Wednesday, March 9, 2011

diabetes and vegetables

Questions:  I have a very big issue when it comes to having diabetes and that is I do not eat vegetables.  I have tried.  I want control my diabetes and be around to raise my young children.  What suggestions do you have to add vegetables to my diet?

Answer:  While it is not an absolute necessity to eat tons of vegetables if you have diabetes, I'm sure all health professionals (including myself) would highly encourage it.  Vegetables are low in calories and  provide us with many disease-fighting antioxidants and phytochemicals, as well as a good dose of fiber which is good for cholesterol and blood sugar levels.  Non-starchy vegetables can also act as a free filler at meals and snacks to help fill you up without adding many extra calories or carbs.
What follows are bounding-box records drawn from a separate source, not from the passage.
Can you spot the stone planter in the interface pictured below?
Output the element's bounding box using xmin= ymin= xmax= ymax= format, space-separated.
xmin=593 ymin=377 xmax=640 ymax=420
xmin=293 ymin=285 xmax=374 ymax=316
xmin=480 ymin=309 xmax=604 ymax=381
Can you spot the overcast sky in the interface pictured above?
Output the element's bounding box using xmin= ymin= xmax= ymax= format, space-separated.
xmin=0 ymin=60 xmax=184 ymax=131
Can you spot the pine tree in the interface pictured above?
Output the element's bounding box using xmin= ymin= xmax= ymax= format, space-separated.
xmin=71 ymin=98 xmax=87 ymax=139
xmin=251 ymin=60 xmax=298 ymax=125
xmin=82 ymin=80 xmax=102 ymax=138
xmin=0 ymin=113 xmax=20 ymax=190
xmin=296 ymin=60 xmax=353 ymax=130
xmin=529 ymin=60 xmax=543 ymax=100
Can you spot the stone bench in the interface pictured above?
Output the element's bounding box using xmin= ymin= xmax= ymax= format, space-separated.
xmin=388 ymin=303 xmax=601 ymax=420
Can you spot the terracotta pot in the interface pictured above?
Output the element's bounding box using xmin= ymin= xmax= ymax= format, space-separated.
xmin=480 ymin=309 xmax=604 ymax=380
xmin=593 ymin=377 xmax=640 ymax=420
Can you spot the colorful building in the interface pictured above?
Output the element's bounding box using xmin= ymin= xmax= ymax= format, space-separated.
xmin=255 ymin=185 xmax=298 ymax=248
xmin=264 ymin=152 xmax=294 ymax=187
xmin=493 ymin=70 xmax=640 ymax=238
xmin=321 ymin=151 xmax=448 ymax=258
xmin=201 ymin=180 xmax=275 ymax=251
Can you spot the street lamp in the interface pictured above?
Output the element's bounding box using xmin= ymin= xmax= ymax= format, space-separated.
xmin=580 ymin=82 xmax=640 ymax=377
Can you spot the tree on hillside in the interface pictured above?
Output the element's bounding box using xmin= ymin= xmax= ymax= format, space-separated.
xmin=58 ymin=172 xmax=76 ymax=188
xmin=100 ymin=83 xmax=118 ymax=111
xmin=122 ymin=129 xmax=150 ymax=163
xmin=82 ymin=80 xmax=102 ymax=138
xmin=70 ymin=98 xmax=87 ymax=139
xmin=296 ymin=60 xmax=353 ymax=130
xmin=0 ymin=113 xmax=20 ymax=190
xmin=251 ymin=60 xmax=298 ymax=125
 Usually when I show people who claim to not like a vegetables a list of non-starchy veggies, they can usually pick out at least a few that they are willing to eat.  I like to keep bagged salad mixes and precut/prewashed veggies like carrots, celery, tomatoes, broccoli and cauliflower on hand to add quick salads to lunch and/or dinner.  Maybe consider adding extra veggies into things like pastas, stews, soups, or sandwiches to "hide" the flavor of the veggies with other ingredients. If it's been a while since you've tried certain veggies, consider retrying them as our tastes do change as we get older.

 If you are absolutely opposed to all veggies you can still get some of their nutritional value, antioxidants, and phytochemicals out of vegetable or fruit/vegetable juice combinations and possibly out of dietary supplements.